Comment by epolanski
Comment by epolanski 4 days ago
This made me research how much taxes would a wealthy californian pay assuming:
- 2.5M worth of real estate bought recently
- 1M of job income
- 1M selling shares that 10xed (some stock option idk)
- driving a 150k $ car
- spending 150k $ over the years in taxable goods
It came around 840'000 $ or around 40.1 %.
I wouldn't say it's that bad, this even includes sales taxes (probably the fairest of all taxes).
With even basic tax optimization (401k, federal deductions) you get that number down to 780'000 $, with something a bit more sophisticated depending on circumstances you can get it easily lower than 600k or 32% ish.

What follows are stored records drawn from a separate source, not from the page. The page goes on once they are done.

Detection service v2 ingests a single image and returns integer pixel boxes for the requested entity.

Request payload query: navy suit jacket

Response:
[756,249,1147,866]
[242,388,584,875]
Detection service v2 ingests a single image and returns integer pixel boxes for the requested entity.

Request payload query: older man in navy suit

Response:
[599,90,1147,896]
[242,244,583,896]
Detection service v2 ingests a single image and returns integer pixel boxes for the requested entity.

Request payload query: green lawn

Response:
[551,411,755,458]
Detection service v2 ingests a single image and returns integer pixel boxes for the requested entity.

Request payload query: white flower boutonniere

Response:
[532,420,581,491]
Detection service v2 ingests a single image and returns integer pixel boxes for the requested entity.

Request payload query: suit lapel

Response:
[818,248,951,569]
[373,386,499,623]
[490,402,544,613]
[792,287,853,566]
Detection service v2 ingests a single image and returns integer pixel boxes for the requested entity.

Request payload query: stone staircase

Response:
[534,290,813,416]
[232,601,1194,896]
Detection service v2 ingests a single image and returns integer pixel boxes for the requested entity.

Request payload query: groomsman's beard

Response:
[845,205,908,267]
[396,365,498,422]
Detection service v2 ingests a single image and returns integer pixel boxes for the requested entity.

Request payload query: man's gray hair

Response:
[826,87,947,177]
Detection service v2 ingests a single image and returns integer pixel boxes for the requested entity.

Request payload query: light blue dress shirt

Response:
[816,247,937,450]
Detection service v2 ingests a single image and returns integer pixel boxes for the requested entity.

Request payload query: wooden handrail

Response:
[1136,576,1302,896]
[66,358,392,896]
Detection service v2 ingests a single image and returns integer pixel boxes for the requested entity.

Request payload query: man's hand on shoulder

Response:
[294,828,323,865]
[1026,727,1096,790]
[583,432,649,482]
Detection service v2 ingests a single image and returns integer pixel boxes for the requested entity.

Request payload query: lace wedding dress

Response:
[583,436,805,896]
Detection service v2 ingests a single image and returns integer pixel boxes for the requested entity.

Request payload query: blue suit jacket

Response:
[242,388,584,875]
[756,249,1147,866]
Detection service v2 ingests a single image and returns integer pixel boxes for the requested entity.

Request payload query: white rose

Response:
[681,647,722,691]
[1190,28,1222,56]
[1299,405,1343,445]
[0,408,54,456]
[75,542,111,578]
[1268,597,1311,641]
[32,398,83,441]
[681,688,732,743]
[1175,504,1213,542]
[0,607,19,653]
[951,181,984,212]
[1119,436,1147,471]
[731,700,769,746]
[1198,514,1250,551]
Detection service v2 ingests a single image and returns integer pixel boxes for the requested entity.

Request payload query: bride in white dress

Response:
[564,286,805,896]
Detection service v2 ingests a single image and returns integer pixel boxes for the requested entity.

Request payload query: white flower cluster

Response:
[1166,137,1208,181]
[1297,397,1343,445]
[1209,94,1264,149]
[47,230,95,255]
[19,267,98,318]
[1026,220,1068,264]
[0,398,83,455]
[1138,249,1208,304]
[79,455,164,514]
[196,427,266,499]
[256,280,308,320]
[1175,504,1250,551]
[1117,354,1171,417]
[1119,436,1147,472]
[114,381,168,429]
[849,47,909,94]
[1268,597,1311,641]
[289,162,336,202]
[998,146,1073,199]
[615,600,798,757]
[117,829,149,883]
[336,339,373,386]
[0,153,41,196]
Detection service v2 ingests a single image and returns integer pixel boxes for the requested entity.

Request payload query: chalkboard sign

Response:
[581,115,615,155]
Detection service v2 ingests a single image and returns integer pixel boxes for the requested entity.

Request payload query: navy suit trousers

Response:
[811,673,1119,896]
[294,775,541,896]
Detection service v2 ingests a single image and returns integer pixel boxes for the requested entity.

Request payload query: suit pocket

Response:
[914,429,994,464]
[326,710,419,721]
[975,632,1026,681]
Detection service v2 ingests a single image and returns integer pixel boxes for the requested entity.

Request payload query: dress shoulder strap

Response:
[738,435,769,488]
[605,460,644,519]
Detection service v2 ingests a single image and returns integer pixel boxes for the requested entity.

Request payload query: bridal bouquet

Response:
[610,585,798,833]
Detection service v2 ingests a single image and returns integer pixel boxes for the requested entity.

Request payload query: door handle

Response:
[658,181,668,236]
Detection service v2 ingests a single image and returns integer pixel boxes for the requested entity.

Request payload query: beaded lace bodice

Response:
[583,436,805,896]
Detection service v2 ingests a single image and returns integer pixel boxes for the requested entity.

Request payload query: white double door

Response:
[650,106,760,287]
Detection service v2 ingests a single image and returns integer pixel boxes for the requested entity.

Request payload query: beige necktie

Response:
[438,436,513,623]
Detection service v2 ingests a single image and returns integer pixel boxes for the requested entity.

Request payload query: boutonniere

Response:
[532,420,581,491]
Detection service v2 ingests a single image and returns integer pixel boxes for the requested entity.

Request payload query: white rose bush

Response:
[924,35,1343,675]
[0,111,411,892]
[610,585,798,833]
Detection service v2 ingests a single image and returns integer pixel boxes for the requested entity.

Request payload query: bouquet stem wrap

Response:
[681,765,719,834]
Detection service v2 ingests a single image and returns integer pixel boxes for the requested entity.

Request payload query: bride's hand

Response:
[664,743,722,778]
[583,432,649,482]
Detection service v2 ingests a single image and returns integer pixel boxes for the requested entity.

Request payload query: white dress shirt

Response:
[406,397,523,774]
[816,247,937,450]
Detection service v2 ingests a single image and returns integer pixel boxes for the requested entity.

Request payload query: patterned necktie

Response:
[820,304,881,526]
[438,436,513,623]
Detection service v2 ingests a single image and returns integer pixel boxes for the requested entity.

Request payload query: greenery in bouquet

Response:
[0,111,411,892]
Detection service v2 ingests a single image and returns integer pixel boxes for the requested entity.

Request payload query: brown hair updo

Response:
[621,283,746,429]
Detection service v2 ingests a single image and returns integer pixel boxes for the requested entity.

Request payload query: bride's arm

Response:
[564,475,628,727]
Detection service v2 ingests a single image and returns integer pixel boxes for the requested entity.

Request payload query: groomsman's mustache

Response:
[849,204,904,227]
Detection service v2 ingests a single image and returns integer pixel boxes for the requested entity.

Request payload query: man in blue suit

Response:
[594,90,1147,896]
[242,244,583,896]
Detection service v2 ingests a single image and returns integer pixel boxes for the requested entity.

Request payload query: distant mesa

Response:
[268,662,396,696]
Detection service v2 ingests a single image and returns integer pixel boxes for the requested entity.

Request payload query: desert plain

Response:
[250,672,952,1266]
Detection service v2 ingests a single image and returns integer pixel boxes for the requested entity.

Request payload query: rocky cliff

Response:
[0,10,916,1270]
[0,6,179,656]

The biggest problem is that people above that tier end up effectively paying less sometimes even in absolute terms just by borrowing against their equity and not triggering taxable events.
Honestly taxes are complicated to implement, I'm not sure how can you implement a progressive yet fair system without loopholes and without severely degrading services (roads, infrastructure, education, healthcare, military, etc, etc).
And every time you decide to cut on services, you are just moving money elsewhere: more inequality -> more social tensions and criminality, you just end up paying way more to live in a safe place and pay for private and public security and prisons.
It's really difficult.
I agree with your overall point. But I find it odd that you consider sales taxes to be the "fairest". Similarly, I find it odd that you put "progressive" taxes in some tension with "fair" taxes. Folks in the highest income range arguably benefit the most from govt services (e.g., infrastructure, defense, R&D, rule of law). They also have a much higher ability to pay well beyond basic survival needs. And, they can reduce sales tax burden by saving versus consuming, a choice that is not available to lower-income.